Composition

Updated: April 19, 2023

Composition is the process of combining multiple content sources together into a single image.

It's what happens when you have multiple visible windows to be shown on one display. Screen performs the composition while ensuring that everything that's supposed to be visible is visible and everything that's supposed to be covered is covered. As you can probably guess, when you consider the number of properties for windows and displays alone, along with each of the multiple windows, there's almost an infinite number of possibilities on how to combine the images.

Because the final image needs to be correctly constructed, Screen can't necessarily use one composition option solely over another. For example, even a gain in performance isn't justified if the resulting image produced isn't accurate.

Screen uses a composition strategy that's optimal for the current scene while taking memory bandwidth and available hardware blocks into consideration. When multiple hardware layers (pipelines) and buffers are supported by the device driver, Screen takes advantage of these capabilities to use each pipeline and to combine the pipelines at display time. For applications that require complex graphical operations, hardware-accelerated options such as 3D hardware with OpenGL ES and/or 2D bit-blitting hardware are also used. And there are times that even using the CPU for composition provides some advantages.

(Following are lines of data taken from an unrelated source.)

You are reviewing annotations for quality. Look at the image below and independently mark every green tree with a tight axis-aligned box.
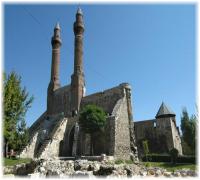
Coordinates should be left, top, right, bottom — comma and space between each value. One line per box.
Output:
142, 140, 149, 161
79, 105, 106, 155
169, 148, 178, 164
181, 108, 197, 154
3, 71, 33, 153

Hardware layers (pipelines)
Advantages
  • window buffers don't need to be copied to a composite framebuffer
  • no processing power of CPU and/or GPU required to compose buffers
  • efficient in handling windows with high-frequency updates
  • scaling quality is usually good
  • updates can be independent from other windows
  • efficient in power usage (e.g., the hardware block is already powered to update the display; when the display is updated, blending the hardware pipelines can be performed by the display's specialized hardware)
Disadvantages
  • limited by pipeline capabilities, such as scaling, ability to rotate, supported pixel formats, and image manipulation (brightness, contrast, etc.)
  • limited by the number of supported pipelines, which can vary from platform to platform
  • can't display more than one buffer per pipeline
  • some displays refresh constantly, even if there's no change in content
2D bit-blitting hardware
Advantages
  • no restrictions on the number of pipelines
  • all sources are read only when needed (i.e., no active refreshes)
  • reads can be focused to only regions of the buffer that's been changed (dirty rectangles)
  • typically, there are no restrictions on scaling
  • generally lower powered than using 3D hardware
  • blit can be performed in parallel with 3D hardware; 2D bit-blitting can offload work from 3D
Disadvantages
  • window buffers, or part of them, need to be copied to a framebuffer
  • may require processing power of CPU and/or GPU to combine buffers
  • possible restrictions on supported pixel formats, rotation.
  • scaling quality may not be as good as hardware layers or 3D hardware
3D hardware
Advantages
  • no restrictions
  • reads of sources are performed only when needed (i.e., no active refreshes)
  • sometimes 3D hardware with shaders might be the only way to get certain effects
  • there aren't any hardware variants because OpenGL ES is a standard
Disadvantages
  • window buffers, or part of them, need to be copied to a framebuffer
  • draws more power than other options
  • contention over 3D hardware resources
CPU
Advantages
  • no restrictions
  • reads of sources are only when needed (i.e., no active refreshes)
  • there are no setup costs (e.g., waiting for hardware to become available)
  • faster if you have many small operations
Disadvantages
  • window buffers, or part of them, need to be copied to a framebuffer
  • usually slower than other composition options because of the fill rate; on some CPU architectures, the graphics memory can't even be written to by the CPU
  • concerns with the cache (flushing, invalidating, or both) arise when combining CPU and hardware composition options

When Screen is tasked to show your windows' content, it's going to determine how many windows are visible, what portions of the window are visible, and then based on the windows' properties, whether scaling, or rotation, or image adjustments need to be considered. Screen decides what hardware blocks, or CPU, to use for composition based on all these factors.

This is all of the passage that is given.